I picked up a light saber lying conveniently nearby and tried a little Skywalker action on the rodent. He was unimpressed, and continued to skulk in the dark recesses of my bathroom underneath the sink. I’m guessing if I can’t look threatening to a tiny mammal, I have zero future guarding and defending the galaxy as a Jedi knight.
And then I came to my senses and I was glad I was not a Jedi: the bathroom door opens at the foot of the stairs. Were our visitor to actually run out of the bathroom, his track record indicated he’d head straight upstairs. I put the light saber away.
I considered building a second containment barricade, but Benjamin was showing a decided interest in staying as far from our furry visitor as possible. I couldn’t count on him to be scary again. And besides, look how well our first attempt had worked. We’re just not scary enough for squirrels.
And once again, visions of a terrified rodent loose in my house rose before my eyes. And this time, in the background, I could hear the Administrative Counselor intoning, “You are a dependent spouse, not an animal control specialist. Why didn’t you call the Embassy in the first place?” As he hands me a bill for $3,000 to repair the furniture and the holes the workmen have had to knock in the wall to evict the squirrel.
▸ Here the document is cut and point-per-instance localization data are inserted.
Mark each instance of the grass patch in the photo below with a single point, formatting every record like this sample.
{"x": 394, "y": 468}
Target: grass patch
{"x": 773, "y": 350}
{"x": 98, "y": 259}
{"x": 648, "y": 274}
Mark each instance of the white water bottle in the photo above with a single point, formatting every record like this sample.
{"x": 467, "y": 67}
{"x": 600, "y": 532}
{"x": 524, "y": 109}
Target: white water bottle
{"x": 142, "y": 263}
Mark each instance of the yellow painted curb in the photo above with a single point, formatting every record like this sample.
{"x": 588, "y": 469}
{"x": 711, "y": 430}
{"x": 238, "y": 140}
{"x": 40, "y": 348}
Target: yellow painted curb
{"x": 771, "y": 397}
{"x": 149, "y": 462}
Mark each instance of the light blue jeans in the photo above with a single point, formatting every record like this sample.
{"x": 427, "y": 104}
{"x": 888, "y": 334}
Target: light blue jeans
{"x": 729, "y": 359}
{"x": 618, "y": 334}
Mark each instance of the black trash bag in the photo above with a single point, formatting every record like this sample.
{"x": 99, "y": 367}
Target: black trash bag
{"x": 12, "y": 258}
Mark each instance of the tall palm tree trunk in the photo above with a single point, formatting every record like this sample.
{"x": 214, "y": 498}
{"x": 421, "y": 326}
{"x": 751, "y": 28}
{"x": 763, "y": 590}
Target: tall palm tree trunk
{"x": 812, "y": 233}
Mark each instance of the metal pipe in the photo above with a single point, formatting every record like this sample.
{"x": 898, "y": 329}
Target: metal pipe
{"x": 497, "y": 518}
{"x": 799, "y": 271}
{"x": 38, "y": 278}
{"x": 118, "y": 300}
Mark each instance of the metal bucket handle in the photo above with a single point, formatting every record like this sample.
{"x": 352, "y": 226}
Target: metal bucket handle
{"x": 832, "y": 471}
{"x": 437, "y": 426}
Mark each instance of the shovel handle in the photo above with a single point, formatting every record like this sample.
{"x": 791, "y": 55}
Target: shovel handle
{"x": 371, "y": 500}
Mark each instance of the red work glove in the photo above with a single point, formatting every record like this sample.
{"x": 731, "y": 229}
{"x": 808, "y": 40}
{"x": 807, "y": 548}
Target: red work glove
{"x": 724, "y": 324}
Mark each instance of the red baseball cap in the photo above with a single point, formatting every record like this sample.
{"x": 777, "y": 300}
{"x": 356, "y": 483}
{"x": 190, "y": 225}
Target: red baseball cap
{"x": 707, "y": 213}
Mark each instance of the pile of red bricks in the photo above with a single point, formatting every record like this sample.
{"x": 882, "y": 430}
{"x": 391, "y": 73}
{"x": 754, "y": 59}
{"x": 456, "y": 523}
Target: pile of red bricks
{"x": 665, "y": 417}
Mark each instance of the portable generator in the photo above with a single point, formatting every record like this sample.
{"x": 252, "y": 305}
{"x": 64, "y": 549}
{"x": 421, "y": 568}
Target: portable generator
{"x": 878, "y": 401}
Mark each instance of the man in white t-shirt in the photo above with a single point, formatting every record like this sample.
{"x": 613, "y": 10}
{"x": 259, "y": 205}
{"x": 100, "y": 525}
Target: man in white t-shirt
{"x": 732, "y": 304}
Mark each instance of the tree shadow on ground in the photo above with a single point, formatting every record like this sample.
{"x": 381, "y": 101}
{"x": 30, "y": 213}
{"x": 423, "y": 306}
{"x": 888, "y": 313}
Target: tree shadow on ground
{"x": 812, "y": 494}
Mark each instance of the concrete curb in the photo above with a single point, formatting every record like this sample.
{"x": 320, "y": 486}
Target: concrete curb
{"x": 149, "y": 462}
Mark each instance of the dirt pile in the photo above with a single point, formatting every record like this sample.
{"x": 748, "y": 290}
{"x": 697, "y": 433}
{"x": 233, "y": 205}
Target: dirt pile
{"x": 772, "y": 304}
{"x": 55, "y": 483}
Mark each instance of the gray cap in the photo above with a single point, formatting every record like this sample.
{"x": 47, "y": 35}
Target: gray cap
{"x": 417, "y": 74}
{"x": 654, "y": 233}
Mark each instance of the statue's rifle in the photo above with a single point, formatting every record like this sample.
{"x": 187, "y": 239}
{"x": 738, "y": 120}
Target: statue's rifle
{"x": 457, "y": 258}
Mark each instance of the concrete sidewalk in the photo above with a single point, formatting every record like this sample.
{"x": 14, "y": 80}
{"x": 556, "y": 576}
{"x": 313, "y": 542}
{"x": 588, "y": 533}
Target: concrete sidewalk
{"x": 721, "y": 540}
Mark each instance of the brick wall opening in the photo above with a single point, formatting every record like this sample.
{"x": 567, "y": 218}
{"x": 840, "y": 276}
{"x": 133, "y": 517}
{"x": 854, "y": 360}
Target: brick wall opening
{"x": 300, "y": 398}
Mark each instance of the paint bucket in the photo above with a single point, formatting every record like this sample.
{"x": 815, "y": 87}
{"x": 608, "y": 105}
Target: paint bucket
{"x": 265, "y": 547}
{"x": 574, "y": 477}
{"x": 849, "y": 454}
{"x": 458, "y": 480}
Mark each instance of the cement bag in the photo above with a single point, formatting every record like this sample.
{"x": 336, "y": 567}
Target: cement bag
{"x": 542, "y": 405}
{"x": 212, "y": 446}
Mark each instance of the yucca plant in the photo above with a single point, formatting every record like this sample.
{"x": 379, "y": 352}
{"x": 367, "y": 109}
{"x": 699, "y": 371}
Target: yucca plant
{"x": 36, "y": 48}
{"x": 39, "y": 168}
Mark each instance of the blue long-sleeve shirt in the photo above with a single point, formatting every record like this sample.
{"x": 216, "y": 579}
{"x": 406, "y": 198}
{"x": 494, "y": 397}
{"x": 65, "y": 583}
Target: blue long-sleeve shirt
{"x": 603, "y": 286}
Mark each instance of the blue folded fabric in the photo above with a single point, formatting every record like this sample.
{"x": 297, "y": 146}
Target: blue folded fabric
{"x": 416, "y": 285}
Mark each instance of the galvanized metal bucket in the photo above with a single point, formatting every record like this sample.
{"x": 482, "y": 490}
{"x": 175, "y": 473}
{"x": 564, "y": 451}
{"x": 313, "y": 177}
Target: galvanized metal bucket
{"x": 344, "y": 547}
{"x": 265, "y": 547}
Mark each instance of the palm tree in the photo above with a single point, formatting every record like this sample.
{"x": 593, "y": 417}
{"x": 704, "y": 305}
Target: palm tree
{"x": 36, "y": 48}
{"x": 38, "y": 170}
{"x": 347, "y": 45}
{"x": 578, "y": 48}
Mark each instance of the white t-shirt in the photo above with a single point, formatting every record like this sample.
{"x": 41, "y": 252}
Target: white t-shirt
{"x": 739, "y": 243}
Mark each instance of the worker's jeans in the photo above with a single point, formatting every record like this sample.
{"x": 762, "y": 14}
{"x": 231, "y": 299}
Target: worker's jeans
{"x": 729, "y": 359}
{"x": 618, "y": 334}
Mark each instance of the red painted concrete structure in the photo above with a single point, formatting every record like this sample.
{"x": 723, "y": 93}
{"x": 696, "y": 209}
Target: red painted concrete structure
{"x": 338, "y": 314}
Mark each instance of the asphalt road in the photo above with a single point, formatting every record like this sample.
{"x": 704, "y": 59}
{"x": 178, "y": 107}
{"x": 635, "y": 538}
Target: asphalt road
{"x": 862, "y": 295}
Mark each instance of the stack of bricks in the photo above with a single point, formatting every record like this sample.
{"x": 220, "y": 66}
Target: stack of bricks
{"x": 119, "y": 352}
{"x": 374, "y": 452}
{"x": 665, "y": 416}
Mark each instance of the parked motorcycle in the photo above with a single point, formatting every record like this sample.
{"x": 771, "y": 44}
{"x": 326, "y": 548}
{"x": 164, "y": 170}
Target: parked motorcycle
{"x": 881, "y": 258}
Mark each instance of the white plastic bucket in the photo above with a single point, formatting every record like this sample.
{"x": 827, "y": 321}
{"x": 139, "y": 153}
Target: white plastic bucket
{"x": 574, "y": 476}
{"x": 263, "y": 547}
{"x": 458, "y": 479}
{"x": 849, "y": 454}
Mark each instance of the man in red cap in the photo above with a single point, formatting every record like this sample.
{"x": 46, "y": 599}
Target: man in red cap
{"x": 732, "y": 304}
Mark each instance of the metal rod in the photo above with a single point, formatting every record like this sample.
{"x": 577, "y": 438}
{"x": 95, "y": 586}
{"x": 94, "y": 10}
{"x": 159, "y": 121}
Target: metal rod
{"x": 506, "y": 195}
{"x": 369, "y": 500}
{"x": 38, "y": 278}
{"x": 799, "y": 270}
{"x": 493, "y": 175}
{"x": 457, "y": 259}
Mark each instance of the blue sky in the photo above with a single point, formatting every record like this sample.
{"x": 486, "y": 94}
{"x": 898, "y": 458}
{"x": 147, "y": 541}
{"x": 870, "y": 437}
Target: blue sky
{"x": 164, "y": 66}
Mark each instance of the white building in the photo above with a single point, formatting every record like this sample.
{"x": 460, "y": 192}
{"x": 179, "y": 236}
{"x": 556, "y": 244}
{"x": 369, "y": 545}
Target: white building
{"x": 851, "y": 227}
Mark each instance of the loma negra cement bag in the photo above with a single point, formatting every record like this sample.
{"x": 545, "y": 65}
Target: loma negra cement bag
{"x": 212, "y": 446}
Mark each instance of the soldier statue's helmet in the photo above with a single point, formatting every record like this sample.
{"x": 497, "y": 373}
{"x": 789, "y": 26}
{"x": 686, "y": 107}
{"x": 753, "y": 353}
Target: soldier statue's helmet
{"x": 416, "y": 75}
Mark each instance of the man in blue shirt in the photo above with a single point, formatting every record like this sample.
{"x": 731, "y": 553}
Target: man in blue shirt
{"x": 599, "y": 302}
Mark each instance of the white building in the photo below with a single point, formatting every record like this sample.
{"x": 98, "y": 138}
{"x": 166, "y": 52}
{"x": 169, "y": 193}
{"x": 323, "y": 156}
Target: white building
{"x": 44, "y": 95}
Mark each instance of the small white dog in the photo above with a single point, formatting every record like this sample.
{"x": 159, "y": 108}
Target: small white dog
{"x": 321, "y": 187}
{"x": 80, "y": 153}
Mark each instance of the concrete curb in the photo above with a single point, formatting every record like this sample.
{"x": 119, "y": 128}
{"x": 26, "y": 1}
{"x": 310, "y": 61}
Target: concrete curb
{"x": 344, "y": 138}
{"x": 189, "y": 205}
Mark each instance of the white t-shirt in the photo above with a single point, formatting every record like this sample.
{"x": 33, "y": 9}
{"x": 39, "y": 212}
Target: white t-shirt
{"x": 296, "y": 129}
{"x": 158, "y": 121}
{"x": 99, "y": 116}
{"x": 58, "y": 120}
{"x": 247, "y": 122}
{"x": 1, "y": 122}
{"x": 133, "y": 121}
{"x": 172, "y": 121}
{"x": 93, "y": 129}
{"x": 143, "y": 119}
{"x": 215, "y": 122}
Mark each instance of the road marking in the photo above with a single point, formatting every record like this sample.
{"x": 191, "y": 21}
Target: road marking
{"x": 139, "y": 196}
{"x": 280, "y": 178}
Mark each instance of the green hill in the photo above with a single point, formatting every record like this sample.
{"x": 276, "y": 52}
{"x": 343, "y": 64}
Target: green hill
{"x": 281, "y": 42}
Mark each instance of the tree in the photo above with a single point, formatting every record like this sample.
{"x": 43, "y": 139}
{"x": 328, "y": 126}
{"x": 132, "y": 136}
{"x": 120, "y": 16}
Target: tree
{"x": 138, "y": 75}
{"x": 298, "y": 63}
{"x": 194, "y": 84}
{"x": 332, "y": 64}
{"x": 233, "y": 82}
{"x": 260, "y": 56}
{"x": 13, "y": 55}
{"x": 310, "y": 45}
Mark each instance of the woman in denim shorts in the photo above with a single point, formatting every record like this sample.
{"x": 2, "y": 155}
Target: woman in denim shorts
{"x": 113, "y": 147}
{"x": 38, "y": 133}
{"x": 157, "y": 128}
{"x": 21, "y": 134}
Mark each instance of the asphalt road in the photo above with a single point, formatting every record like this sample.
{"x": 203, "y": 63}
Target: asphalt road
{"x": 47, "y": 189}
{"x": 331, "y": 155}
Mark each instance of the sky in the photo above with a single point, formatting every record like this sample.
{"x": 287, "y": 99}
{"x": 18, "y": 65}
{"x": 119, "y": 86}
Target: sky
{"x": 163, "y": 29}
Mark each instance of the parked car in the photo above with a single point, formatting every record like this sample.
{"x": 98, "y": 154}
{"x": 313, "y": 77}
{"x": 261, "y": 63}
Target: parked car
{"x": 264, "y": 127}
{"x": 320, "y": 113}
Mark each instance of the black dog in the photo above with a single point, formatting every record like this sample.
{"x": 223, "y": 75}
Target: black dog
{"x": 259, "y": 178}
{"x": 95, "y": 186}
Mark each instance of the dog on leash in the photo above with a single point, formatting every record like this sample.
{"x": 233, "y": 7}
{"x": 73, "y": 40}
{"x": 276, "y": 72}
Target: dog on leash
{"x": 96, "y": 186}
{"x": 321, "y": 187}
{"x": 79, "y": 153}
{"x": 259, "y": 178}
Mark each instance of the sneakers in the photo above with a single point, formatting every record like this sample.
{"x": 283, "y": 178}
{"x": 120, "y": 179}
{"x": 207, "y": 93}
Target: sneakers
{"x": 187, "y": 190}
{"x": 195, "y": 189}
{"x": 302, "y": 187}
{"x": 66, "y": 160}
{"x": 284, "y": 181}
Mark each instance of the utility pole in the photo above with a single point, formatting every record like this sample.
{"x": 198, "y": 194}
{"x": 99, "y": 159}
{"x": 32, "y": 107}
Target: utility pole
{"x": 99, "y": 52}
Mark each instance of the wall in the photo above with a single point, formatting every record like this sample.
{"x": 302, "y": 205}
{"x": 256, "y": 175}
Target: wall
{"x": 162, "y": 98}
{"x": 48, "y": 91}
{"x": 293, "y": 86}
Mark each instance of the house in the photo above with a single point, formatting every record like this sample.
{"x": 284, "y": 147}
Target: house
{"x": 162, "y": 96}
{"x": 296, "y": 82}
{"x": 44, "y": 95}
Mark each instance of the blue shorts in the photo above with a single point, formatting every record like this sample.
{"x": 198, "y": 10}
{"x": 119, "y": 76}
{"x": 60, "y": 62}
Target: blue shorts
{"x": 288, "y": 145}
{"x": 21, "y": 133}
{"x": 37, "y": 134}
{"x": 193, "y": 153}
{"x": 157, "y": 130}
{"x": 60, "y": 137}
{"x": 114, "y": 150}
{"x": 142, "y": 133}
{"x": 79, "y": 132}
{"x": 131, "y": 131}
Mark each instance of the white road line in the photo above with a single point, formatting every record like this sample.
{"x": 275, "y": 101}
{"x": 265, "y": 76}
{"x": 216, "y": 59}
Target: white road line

I locked the squirrel in the bathroom.
So whom, exactly, does one call to remove a squirrel from government quarters? Not my husband, who had thoughtlessly left for lunch just moments before I phoned. Not the Office of Defense Cooperation, which was the first wrong number I got. Not the Housing Coordinator, which was the next wrong number I got – although she and I did have a very nice chat anyway. On my fourth try I found Maintenance, who sent a lovely young man over with a stick and a blanket to battle our fierce little visitor.
Now that an official Embassy representative was present, I didn’t mind a bit if the squirrel decided to take off upstairs. So when the nice young man suggested I could scare the squirrel out with a stick while he captured it in a blanket, I just smiled serenely, completely unaffected by the sheer madness of the plan. I even thought of suggesting I could use the light saber instead – it was a bit longer. I still had visions of a squirrel burrowing into my mattress. But now, the Embassy would foot the bill. Ha ha. Burrow, you furry little rodent! Go ahead and burrow!!
Of course, as soon as the nice young man opened the bathroom door, the squirrel scooted right out the front door at near light speed. I heard the little sonic boom as it passed me.
And the young man and I smiled and laughed, and in his eyes I could read “silly female” as he looked at me, and in my eyes he should have read “If anything went wrong it would have been your fault!”